When the printer 10 is powered on (step S110), the control unit 40 performs initial settings (step S120). Thereafter, the control unit 40 performs a recovery chamber decompression process for decompressing the gas recovery chamber 621 and the gas recovery chamber 641 (step S130). In the recovery chamber decompression process (step S130), the control unit 40 transmits a control signal to the carriage motor 510 to move the carriage 60 to the position shown in FIG. Thereafter, the control unit 40 transmits a control signal to the lifting motor 722 to raise the attachment / detachment connection unit 750 to the position shown in FIG. Thereafter, the control unit 40 transmits a control signal to the vacuum pump 710 and causes the vacuum pump 710 to generate a negative pressure.

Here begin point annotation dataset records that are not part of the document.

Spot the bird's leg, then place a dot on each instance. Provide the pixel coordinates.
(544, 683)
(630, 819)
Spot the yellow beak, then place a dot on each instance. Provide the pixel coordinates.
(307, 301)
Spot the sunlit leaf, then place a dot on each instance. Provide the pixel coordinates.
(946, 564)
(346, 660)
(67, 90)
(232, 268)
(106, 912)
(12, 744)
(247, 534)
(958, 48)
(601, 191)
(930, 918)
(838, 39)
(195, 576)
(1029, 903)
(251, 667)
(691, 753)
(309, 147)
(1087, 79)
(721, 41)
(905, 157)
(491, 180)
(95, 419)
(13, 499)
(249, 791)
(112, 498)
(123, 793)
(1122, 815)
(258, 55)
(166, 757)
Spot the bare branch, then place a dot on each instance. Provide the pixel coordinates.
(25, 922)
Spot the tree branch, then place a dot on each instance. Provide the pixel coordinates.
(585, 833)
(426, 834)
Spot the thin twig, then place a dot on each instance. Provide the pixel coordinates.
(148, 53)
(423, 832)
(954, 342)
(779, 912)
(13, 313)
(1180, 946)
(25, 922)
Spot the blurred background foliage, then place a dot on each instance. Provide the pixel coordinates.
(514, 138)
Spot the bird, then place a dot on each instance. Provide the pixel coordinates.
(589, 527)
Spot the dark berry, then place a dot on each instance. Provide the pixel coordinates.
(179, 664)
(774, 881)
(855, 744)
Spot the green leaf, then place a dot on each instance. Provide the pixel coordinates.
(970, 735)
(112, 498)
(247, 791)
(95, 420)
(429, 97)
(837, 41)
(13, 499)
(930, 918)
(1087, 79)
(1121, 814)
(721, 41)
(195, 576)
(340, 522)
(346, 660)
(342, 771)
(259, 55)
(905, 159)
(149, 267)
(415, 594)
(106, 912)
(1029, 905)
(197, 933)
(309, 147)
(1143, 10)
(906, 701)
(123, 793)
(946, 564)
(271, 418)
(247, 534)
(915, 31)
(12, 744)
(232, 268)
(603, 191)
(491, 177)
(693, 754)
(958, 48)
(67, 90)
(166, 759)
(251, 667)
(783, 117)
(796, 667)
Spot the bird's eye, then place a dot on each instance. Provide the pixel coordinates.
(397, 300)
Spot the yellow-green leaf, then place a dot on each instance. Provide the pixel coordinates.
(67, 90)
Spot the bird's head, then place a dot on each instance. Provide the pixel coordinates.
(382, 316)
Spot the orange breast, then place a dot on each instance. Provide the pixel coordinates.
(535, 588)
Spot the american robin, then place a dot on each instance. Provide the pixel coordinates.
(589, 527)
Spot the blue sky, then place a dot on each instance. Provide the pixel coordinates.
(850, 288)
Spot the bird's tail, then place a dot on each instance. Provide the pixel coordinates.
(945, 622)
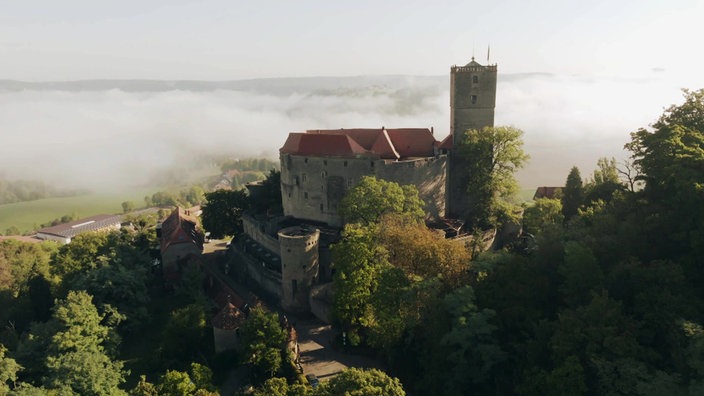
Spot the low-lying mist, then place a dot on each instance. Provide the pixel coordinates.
(110, 135)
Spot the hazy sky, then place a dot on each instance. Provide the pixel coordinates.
(232, 39)
(610, 68)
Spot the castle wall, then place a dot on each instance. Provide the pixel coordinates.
(174, 254)
(427, 174)
(254, 230)
(312, 187)
(472, 98)
(225, 339)
(246, 268)
(472, 103)
(299, 266)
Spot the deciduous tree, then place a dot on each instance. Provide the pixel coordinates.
(494, 154)
(222, 212)
(572, 194)
(361, 382)
(372, 198)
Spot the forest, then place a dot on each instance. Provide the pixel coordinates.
(601, 294)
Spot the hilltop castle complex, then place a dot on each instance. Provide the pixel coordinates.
(288, 256)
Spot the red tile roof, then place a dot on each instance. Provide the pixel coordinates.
(383, 143)
(446, 143)
(180, 227)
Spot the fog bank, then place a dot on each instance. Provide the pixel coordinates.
(118, 134)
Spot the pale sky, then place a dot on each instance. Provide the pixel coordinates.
(230, 39)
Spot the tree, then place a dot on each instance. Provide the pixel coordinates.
(361, 382)
(582, 275)
(8, 371)
(75, 349)
(262, 338)
(670, 160)
(144, 388)
(127, 206)
(269, 196)
(120, 287)
(470, 346)
(372, 198)
(493, 155)
(545, 212)
(186, 323)
(572, 194)
(280, 387)
(222, 212)
(422, 252)
(358, 261)
(605, 182)
(197, 382)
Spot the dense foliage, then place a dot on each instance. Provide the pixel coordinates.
(493, 154)
(605, 299)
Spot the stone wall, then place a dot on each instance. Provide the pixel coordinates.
(472, 103)
(429, 175)
(254, 230)
(246, 268)
(312, 187)
(299, 266)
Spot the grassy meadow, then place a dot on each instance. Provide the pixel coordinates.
(28, 215)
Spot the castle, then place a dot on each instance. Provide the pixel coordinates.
(288, 256)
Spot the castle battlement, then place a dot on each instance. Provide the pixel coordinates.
(476, 68)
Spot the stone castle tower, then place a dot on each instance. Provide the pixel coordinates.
(472, 103)
(299, 266)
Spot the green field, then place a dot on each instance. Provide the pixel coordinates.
(28, 215)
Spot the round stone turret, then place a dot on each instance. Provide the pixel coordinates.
(299, 266)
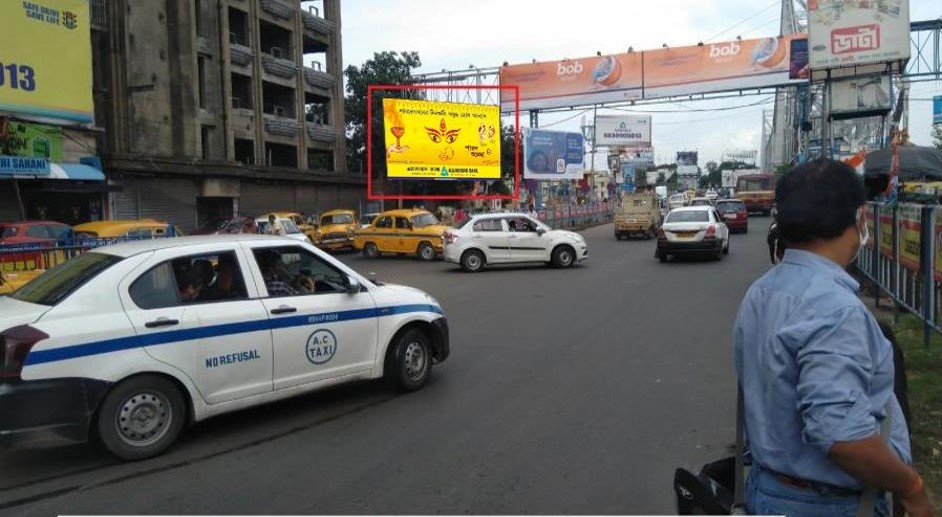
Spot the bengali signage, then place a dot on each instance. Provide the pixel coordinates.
(441, 140)
(46, 57)
(857, 32)
(552, 155)
(623, 130)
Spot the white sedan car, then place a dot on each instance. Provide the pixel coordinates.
(692, 230)
(506, 238)
(129, 343)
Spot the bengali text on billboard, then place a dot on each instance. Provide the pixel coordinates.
(623, 130)
(552, 155)
(45, 51)
(857, 32)
(441, 140)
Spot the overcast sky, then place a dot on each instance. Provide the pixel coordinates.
(453, 35)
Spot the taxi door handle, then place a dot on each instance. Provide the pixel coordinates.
(161, 322)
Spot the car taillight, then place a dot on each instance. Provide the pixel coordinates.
(15, 344)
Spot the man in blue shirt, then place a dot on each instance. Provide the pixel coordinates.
(815, 369)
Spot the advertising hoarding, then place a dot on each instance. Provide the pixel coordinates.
(552, 155)
(441, 140)
(857, 32)
(937, 109)
(47, 60)
(798, 66)
(623, 130)
(573, 82)
(753, 63)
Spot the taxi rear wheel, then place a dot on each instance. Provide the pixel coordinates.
(409, 361)
(426, 251)
(141, 417)
(370, 250)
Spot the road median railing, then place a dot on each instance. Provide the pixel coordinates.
(903, 259)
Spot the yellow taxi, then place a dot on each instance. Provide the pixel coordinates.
(402, 231)
(336, 229)
(306, 228)
(140, 229)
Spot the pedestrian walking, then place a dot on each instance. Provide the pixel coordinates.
(816, 372)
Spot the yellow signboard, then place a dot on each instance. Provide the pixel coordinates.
(441, 140)
(46, 60)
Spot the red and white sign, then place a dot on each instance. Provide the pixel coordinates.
(857, 32)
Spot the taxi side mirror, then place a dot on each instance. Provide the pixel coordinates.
(353, 285)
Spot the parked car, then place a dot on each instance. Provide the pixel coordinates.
(511, 238)
(142, 229)
(127, 344)
(34, 232)
(336, 229)
(676, 201)
(692, 230)
(291, 229)
(402, 231)
(734, 214)
(309, 230)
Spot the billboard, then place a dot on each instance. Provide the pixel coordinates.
(798, 67)
(441, 140)
(686, 158)
(733, 65)
(573, 82)
(937, 109)
(552, 155)
(857, 32)
(623, 130)
(46, 59)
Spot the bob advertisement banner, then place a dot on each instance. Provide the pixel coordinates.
(46, 71)
(552, 155)
(734, 65)
(441, 140)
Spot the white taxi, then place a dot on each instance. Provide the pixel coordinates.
(129, 343)
(506, 238)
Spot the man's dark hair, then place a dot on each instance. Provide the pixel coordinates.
(818, 200)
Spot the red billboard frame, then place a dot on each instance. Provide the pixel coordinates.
(369, 142)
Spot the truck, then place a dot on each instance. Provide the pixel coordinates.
(757, 192)
(639, 213)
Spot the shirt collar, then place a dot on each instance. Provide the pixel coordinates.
(821, 265)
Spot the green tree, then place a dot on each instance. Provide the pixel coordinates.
(392, 68)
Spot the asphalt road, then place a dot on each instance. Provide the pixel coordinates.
(567, 392)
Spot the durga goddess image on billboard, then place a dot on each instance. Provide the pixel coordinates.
(441, 140)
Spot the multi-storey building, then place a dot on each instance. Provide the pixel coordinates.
(214, 108)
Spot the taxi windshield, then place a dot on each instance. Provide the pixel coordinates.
(336, 219)
(54, 285)
(423, 220)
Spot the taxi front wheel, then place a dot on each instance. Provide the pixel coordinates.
(409, 361)
(141, 417)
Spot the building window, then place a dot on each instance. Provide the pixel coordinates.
(280, 155)
(320, 160)
(244, 151)
(201, 80)
(242, 92)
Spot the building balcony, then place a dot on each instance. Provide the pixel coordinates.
(279, 9)
(315, 23)
(281, 126)
(279, 67)
(318, 78)
(321, 133)
(240, 54)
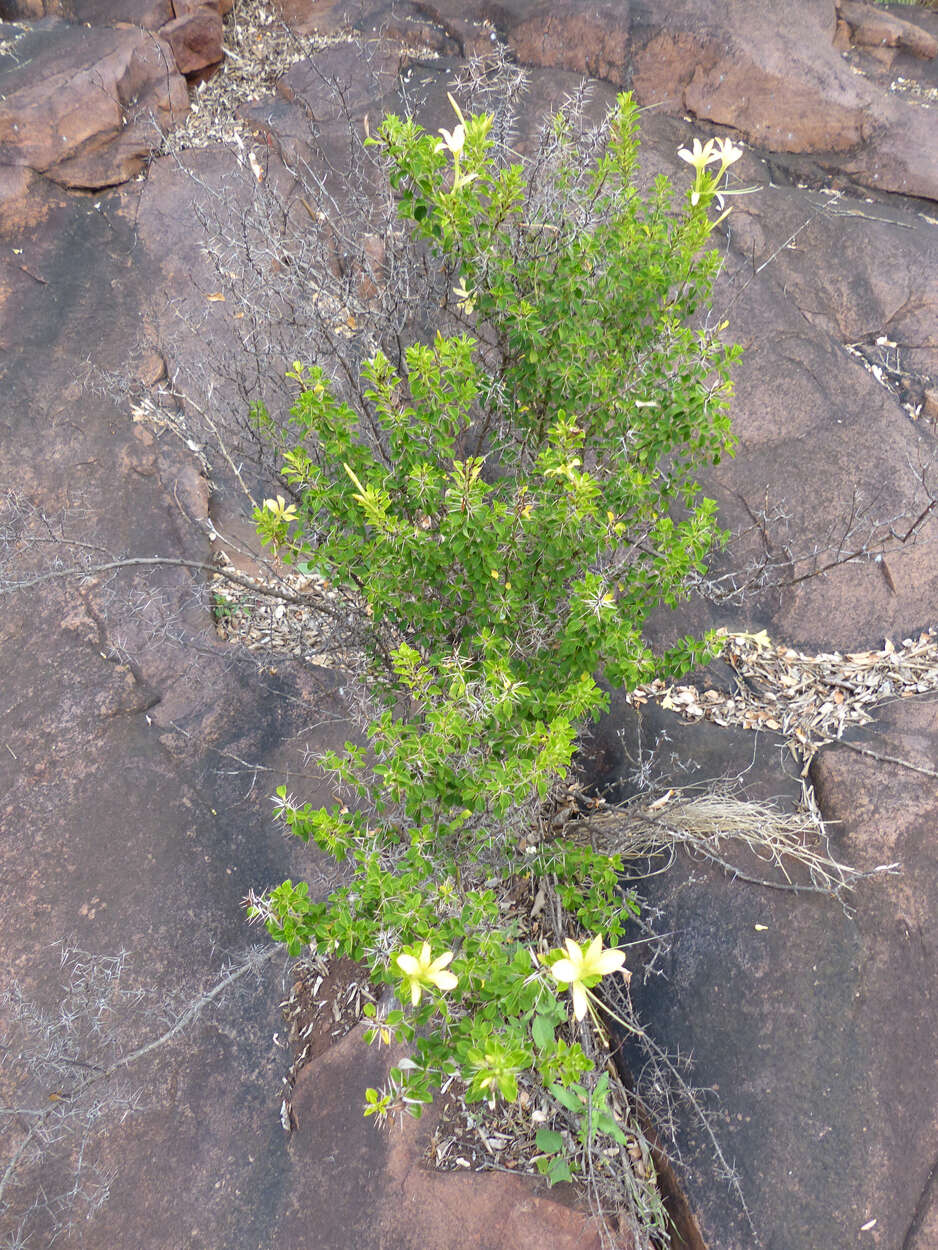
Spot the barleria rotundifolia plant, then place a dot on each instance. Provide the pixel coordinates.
(508, 508)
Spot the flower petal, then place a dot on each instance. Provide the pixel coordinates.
(609, 961)
(579, 1000)
(565, 970)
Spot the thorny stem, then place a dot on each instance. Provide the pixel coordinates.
(257, 958)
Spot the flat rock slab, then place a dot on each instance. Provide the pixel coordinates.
(372, 1189)
(85, 105)
(813, 1029)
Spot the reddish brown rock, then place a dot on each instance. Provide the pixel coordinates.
(195, 40)
(873, 28)
(773, 111)
(582, 35)
(86, 105)
(181, 8)
(378, 1191)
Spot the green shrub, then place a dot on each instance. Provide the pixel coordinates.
(508, 509)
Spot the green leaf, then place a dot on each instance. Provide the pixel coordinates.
(542, 1031)
(548, 1141)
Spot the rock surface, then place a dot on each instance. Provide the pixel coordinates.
(129, 813)
(85, 106)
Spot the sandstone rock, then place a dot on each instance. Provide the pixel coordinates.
(148, 14)
(384, 1195)
(874, 28)
(183, 8)
(86, 105)
(195, 40)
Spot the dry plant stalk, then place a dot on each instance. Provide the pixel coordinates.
(776, 849)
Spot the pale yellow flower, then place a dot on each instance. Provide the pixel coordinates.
(583, 969)
(422, 973)
(455, 139)
(465, 301)
(700, 156)
(727, 153)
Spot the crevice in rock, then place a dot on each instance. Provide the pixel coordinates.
(684, 1224)
(922, 1209)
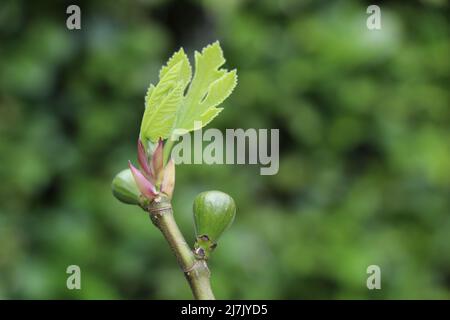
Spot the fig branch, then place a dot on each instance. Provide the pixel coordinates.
(169, 111)
(195, 270)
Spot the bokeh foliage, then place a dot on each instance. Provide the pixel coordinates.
(364, 151)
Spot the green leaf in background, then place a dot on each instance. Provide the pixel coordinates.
(168, 109)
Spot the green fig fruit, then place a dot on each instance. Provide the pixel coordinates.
(214, 212)
(124, 188)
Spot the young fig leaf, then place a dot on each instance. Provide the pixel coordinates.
(169, 111)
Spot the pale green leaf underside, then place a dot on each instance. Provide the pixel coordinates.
(167, 108)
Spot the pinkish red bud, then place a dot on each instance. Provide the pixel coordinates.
(157, 162)
(168, 180)
(143, 184)
(143, 160)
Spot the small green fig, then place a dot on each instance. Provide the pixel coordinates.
(124, 188)
(214, 212)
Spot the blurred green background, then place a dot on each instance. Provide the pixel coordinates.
(364, 148)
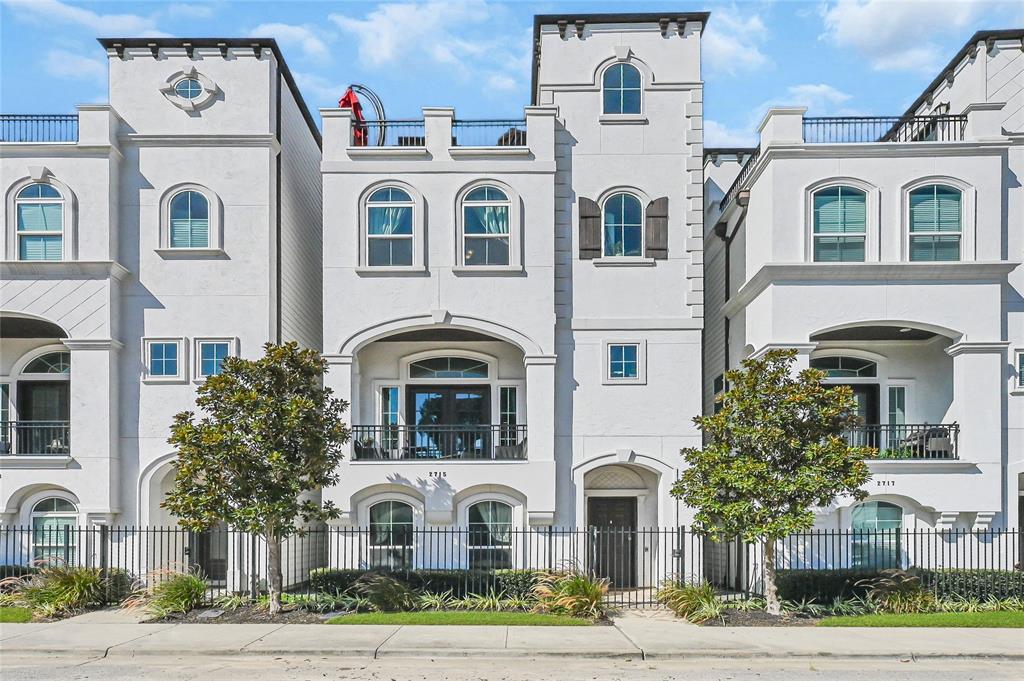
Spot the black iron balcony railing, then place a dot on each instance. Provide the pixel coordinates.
(35, 437)
(473, 442)
(898, 441)
(38, 127)
(389, 133)
(844, 129)
(488, 133)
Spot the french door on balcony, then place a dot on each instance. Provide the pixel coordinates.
(448, 421)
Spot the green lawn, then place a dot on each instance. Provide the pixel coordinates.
(14, 614)
(994, 620)
(459, 618)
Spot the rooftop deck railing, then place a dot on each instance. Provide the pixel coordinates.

In the present embodiment, the volume reduction speed at which the volume of the bubbles trapped inside the downstream trap chamber 622 and the upstream trap chamber 642 is recovered by the gas recovery chambers 621 and 641 is reduced as the downstream trap chamber 622 and the upstream trap chamber 642. The volume of the bubbles trapped inside is set so as to be faster than the volume increase rate that increases (grows) together with the bubbles flowing in from the upstream side of the ink flow path. Specifically, the gas permeation amount per 24 hours (one day) through the permeation walls 624 and 644 is, for example, 0.05 mm ³ / day or more and the water vapor permeation amount is 0.10 mg / day or less. The pressure difference between the downstream trap chamber 622 and the upstream trap chamber 642 and the gas recovery chambers 621 and 641, the area of the transmission walls 624 and 644, the thickness of the transmission walls 624 and 644, and the gas of the material forming the transmission walls 624 and 644 The balance of various values such as the permeability coefficient and the moisture permeability coefficient of the material forming the transmission walls 624 and 644 is adjusted.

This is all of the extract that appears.